Afterwards we walked along the main street from the Central Station to the Old City. Along the way were the statues of David Teniers, the famous Flemish painter and Van Dyck, the renowned Dutch baroque painter. Peter Paul Rubens, the Flemish painter par excellence, built his home and studio in Antwerp. The stately building and its courtyard was his design. It is now a Museum, which was closed at the time of our visit. Rubens is buried in the Jacob Church, not very far from his home. The Cathedral was closed at the time but the Leonidas, the famed Belgian chocolate maker, was doing brisk business.

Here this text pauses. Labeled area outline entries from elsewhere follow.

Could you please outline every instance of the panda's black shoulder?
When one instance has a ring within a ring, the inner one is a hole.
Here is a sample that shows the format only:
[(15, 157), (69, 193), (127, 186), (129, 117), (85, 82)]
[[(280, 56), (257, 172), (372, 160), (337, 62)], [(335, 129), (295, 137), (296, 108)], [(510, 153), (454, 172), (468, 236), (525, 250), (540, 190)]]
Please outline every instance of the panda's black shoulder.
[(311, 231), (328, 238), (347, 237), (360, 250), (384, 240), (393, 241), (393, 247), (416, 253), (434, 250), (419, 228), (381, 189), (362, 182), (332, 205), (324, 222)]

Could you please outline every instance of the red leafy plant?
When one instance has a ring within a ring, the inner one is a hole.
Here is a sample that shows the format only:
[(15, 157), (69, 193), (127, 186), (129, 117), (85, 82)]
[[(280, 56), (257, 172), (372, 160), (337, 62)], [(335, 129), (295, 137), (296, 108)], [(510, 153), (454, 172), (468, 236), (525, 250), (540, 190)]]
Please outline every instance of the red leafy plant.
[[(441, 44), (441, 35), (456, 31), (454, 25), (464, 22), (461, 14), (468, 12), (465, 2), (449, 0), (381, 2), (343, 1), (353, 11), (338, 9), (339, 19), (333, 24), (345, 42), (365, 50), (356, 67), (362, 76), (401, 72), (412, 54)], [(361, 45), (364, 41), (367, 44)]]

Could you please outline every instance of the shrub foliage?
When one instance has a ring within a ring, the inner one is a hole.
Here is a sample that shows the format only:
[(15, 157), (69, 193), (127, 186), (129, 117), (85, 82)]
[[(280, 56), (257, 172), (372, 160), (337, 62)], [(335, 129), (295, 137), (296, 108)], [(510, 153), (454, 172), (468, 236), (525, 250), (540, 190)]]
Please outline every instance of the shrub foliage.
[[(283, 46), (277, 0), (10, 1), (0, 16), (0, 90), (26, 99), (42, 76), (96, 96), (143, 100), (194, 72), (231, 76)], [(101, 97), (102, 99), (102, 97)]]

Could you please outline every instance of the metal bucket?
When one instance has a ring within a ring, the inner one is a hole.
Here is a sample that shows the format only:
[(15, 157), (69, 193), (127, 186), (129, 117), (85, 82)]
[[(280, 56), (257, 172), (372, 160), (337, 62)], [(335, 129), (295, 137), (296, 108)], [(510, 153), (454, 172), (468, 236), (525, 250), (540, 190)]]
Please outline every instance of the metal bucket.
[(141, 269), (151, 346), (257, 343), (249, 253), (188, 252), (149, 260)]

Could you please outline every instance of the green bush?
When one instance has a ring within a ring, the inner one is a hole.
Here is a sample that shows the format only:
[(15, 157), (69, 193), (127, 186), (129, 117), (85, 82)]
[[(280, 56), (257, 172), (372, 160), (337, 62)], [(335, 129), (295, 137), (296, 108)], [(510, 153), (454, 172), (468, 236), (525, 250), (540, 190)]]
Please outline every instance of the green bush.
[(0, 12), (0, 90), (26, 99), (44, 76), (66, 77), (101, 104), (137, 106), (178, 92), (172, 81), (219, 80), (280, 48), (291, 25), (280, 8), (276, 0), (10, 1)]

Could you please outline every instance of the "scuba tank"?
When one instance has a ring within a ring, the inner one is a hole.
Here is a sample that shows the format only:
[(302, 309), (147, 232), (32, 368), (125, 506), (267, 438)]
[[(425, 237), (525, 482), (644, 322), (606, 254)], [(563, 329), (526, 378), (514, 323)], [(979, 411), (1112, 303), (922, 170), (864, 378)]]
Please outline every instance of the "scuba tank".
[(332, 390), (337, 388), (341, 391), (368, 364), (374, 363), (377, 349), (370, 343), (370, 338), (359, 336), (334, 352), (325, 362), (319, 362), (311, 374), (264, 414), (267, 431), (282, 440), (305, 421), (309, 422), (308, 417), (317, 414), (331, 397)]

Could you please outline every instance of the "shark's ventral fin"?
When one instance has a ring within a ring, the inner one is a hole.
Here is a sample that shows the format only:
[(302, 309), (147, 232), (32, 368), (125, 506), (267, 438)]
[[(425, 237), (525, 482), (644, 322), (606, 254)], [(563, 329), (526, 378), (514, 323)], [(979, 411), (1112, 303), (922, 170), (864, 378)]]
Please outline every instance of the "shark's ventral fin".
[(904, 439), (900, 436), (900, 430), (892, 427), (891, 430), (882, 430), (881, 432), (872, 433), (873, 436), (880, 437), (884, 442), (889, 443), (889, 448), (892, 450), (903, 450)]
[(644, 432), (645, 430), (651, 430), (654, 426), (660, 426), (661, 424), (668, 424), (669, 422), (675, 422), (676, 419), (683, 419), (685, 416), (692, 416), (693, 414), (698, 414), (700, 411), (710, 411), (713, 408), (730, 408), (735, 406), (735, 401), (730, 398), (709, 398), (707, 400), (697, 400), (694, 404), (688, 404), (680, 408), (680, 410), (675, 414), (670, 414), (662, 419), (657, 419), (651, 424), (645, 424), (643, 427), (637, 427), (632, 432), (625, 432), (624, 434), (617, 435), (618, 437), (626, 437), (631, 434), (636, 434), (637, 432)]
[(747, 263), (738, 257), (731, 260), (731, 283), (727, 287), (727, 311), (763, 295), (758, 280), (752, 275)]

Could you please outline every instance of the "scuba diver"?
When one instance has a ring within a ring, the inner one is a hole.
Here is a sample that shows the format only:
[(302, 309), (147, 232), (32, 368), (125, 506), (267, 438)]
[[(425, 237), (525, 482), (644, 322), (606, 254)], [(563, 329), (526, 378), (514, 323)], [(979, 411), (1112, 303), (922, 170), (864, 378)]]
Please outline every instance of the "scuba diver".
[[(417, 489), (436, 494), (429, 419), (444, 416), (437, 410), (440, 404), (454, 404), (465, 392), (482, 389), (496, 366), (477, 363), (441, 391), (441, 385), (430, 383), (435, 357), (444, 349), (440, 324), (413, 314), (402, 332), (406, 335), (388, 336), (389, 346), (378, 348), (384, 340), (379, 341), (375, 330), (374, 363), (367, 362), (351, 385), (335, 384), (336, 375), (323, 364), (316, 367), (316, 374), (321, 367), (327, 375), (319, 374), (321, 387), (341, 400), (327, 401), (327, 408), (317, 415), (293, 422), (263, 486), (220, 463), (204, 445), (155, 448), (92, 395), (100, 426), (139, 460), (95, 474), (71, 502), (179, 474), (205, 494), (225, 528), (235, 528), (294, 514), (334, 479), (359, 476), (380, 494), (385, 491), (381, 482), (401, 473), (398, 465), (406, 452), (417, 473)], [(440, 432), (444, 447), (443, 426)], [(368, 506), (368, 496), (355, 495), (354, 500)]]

The 16th century City Hall is one of the central pieces in the Great Market of Antwerp and is a UNESCO World Heritage listed site. The legend of Antwerp is moulded in bronze in front of the City Hall. It is said that the passage through the River Scheldt was at the mercy of the giant Antigoon who collected massive fines from ships passing by. Those refusing to pay had their hands cut off and thrown away. This practise was stopped when a Roman soldier, Silvius Brabon, slew the giant and threw his severed hand into the River Scheldt. The name of the city is also derived from the act – Hant (hand)-werpen (to discard). The granite severed hand in the city centre is also a recollection of the legend. The elaborate guildhalls stand testimony to the flourishing tradesmen of the day.
After that we walked along the water front admiring the River Scheldt in low tide. A short walk away is the Hetsteen, the oldest building in Antwerp. The 9th century fortification has been a defence establishment, a living quarter, a prison and a museum along Its history. The Port of Antwerp, the majestic building that now houses the pilot station, old buildings that have seen the tumultuous happenings of the past and a few beers later we retraced our route back to the hotel. On the way we stopped by at the Kellys Irish Pub, where I met three Indians who were doing diamond business in Antwerp. Youngsters all three, they were keen to know details of the journey. The fish and chips portion was quite good and so was the waffle with strawberry and sugar.